Similarly the number of customers that will buy the game the first week should not have been any surprise, people love this game and all the heavy marketing leading up were clearly going to stir up huge demand. I'm not marketing expert, but given how many big time games have been shipped in the last decade and what their numbers were shouldn't have been that much of a mystery.

So if you can guess the demand, you know your systems performance, you understand every bit that the game generates, and you have enormous money to invest to ensure everything works correctly, how do you screw this up so badly?

I know nothing of EA other than what I read, but the only answer I can think of is executive idiocy. Maybe someone somewhere refused the architect's and engineering plans and decided based on something other than data to spend less money. I suppose the architects and engineers might have been totally clueless or there was no attempt at tracking performance and data usage. That would also constitute executive cluelessness in hiring people with a similar lack of clue. But given the amazing game that was developed I can't imagine the engineering was so utterly inept.

Given my several decades of experience I've seen a lot of leadership that negated whatever brilliance the actual engineering team had, and in most cases where systems had terrible problems the leadership was generally to blame. Engineers can figure out almost anything, but they can be constrained so much that there is nothing they can do to make things work right. Having incompetent engineers can happen too, but it's far less likely.

During my brief stint at Apple, I saw both how poor leadership and terrible engineers happened during the Copland disaster in the mid-90's. The idea was bad, the leaders didn't have a clue, and a hoard of unmanaged contractors wrote terrible code, leaving the good engineers that Apple had even then without any way to fix things. But Apple was a disaster itself and nearing death: EA is a big successful game company doing just another game.

I have no idea what will happen now other than lots of layoffs will happen, this is common practice in the big game industry anyway. Will anyone learn from this? Probably not, since this isn't the first time such stupidity has happened. Of course most games don't require you to be online to even play by yourself.
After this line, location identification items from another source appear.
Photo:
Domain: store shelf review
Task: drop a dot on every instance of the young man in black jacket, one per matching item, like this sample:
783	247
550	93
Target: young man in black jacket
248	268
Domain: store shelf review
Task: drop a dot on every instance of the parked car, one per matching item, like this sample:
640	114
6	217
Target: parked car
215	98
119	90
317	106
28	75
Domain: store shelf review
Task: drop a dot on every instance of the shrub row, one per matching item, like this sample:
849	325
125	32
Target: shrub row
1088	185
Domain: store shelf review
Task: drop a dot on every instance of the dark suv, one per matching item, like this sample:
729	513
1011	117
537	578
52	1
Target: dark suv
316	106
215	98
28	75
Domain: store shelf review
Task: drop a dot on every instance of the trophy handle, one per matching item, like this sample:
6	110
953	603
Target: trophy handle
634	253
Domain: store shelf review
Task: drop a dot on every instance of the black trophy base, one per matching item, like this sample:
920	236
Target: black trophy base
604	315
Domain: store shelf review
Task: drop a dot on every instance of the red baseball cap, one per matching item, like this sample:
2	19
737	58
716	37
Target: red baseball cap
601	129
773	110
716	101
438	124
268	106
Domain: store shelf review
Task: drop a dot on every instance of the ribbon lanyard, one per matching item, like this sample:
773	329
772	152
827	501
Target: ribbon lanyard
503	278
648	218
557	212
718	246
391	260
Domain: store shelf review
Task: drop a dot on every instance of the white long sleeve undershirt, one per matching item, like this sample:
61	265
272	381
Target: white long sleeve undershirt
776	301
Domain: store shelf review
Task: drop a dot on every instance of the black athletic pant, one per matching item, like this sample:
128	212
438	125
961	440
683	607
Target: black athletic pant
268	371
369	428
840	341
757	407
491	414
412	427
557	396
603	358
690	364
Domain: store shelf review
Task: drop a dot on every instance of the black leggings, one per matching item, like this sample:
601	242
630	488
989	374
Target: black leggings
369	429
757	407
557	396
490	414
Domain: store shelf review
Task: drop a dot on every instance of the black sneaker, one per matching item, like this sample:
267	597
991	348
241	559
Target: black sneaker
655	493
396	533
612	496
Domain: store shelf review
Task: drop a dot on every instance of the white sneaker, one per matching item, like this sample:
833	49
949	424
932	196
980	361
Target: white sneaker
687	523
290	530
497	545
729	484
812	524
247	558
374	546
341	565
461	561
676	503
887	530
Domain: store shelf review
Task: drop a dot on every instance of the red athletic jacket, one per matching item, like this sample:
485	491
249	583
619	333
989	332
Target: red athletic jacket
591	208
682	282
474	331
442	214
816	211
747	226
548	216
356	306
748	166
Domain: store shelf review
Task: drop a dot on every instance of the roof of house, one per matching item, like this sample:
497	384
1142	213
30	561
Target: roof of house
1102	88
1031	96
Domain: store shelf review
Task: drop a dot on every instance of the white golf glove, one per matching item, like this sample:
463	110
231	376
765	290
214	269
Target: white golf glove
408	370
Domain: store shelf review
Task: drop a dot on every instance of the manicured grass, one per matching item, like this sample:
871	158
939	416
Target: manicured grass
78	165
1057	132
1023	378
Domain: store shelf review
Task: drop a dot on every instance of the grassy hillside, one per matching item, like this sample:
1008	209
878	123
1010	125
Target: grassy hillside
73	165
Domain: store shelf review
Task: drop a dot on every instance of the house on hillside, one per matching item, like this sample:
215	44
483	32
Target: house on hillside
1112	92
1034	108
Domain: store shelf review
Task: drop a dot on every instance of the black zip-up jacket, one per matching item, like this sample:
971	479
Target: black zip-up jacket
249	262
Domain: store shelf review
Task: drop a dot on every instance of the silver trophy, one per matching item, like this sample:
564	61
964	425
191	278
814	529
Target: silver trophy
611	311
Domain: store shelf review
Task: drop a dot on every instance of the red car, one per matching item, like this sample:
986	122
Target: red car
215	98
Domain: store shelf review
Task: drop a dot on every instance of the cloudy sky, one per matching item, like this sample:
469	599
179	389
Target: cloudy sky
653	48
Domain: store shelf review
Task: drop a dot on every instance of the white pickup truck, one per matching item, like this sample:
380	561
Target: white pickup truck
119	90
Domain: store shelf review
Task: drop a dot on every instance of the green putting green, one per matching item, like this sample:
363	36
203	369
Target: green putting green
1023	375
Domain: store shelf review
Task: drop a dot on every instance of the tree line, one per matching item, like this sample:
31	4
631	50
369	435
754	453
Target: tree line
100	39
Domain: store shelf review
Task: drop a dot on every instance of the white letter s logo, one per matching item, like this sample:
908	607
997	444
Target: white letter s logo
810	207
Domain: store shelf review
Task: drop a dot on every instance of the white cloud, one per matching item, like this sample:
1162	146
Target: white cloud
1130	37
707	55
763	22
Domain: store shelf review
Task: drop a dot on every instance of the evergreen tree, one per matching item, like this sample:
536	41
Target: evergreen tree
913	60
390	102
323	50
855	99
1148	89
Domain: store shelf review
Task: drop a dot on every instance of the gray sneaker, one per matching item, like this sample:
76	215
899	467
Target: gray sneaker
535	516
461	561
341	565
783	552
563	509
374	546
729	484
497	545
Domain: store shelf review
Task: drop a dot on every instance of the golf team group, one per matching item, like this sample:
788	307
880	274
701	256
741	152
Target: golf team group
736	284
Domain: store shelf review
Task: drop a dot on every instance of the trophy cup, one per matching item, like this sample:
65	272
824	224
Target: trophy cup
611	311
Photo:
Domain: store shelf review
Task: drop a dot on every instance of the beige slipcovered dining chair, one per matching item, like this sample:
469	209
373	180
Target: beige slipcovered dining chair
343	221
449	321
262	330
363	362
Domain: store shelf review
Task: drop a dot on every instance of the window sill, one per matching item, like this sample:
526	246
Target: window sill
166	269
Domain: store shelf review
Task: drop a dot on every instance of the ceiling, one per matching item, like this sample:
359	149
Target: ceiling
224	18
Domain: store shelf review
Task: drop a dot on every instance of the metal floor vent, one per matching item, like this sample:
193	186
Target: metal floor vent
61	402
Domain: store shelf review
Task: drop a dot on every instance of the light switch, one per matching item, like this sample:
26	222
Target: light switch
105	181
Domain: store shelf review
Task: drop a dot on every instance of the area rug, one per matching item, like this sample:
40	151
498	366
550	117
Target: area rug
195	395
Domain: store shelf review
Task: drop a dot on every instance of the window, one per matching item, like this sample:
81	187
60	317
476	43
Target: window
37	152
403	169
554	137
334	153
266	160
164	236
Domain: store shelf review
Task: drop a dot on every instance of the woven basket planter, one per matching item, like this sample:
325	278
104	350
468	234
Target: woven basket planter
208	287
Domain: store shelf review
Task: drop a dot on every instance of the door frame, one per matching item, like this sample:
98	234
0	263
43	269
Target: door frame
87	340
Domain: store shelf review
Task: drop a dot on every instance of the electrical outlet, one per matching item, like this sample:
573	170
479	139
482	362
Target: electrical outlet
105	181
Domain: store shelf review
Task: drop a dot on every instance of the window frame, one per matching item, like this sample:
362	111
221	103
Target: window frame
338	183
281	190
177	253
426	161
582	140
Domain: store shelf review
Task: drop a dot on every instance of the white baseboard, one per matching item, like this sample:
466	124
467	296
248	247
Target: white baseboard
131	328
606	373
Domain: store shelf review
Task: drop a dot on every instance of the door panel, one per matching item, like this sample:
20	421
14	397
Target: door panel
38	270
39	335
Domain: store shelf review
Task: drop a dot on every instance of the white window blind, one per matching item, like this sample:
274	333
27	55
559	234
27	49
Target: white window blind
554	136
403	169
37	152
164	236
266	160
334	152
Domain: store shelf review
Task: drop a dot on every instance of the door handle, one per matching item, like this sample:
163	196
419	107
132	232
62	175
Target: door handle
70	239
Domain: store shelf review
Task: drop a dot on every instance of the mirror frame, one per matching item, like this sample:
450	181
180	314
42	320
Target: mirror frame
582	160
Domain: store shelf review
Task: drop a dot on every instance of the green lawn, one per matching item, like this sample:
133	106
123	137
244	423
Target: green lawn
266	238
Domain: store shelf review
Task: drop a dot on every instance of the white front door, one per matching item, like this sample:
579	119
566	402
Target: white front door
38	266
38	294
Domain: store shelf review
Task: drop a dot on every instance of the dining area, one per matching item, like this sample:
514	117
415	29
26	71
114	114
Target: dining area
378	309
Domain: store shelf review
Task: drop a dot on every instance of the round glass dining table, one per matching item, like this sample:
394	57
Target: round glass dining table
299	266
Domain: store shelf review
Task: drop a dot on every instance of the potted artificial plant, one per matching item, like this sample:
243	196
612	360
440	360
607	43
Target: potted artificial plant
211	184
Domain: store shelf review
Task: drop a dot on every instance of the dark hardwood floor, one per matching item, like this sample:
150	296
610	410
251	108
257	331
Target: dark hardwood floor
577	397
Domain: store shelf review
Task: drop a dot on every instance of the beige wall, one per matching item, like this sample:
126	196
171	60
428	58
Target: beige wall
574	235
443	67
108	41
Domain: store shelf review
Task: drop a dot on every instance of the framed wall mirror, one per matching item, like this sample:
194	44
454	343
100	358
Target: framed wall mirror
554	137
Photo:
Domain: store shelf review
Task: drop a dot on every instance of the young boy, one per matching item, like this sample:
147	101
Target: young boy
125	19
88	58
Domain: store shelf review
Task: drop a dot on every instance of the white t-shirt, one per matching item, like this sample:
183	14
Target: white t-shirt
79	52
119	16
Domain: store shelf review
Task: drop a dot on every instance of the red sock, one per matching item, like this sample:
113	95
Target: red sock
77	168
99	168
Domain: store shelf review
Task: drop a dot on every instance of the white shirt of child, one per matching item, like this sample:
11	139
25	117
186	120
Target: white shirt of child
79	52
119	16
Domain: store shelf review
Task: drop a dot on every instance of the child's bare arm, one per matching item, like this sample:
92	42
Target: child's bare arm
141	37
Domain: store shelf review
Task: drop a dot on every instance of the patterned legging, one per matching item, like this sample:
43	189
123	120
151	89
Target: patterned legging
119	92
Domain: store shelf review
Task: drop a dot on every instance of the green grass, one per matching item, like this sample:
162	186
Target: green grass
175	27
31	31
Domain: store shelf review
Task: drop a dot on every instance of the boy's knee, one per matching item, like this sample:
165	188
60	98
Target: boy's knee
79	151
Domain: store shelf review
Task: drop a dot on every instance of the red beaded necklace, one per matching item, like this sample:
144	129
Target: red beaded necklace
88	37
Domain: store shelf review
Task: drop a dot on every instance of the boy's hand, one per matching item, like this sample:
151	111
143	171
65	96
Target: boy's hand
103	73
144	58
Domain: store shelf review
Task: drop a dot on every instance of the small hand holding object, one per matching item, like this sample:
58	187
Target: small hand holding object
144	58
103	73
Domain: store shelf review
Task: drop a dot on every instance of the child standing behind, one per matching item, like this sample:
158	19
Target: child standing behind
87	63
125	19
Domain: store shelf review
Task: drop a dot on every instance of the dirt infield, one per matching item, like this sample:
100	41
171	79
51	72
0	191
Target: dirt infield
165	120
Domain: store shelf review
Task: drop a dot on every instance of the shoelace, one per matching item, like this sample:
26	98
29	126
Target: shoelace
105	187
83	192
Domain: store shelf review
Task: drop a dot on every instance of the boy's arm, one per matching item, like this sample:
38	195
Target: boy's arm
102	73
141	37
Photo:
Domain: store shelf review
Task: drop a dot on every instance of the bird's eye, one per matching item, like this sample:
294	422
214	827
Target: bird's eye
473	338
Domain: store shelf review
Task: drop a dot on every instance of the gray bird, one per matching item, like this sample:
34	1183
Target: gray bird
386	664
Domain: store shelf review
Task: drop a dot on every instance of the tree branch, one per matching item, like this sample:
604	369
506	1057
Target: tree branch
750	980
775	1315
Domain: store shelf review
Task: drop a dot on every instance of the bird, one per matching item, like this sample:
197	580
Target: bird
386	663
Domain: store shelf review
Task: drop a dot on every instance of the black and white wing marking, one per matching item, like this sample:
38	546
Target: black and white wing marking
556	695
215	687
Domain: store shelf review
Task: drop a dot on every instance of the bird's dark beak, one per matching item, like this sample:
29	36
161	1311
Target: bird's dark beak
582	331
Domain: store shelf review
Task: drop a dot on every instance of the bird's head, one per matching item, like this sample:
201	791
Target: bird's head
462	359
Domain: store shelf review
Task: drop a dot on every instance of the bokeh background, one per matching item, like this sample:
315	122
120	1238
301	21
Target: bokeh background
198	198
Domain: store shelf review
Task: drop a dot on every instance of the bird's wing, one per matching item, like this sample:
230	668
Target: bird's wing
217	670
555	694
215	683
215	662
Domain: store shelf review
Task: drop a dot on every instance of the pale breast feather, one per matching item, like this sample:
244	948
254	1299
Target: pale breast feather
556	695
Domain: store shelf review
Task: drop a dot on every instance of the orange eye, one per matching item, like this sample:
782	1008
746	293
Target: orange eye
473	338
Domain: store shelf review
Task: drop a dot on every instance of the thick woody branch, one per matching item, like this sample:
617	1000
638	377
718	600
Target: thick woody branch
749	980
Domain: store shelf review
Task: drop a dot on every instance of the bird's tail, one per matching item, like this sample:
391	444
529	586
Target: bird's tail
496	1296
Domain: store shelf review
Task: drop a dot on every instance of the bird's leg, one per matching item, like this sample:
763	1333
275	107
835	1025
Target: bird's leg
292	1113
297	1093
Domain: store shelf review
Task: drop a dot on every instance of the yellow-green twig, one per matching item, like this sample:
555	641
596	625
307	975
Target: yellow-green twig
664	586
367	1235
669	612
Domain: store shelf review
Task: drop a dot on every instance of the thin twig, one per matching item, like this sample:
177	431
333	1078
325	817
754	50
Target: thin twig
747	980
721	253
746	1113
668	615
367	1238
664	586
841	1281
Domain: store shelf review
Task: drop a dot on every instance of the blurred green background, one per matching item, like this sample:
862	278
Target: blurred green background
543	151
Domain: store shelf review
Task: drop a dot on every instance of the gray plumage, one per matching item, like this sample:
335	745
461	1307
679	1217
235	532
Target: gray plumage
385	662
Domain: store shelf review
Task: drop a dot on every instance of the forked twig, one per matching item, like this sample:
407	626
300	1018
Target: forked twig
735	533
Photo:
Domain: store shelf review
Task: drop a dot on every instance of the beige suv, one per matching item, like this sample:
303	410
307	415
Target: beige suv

If SimCity allowed offline play at least the outcry would have been muted.

Basically if you are going to require online always (like the MMO I worked on) you better make damned sure you know exactly how much server capacity you need and make it available on day one. Better plan to have too much than too little and hope to ramp up over time.

If nothing else, if you plan on releasing a big complicated system to a desperate public, spend the time and money up front to instrument everything from day one. The more you know, the less you get surprised.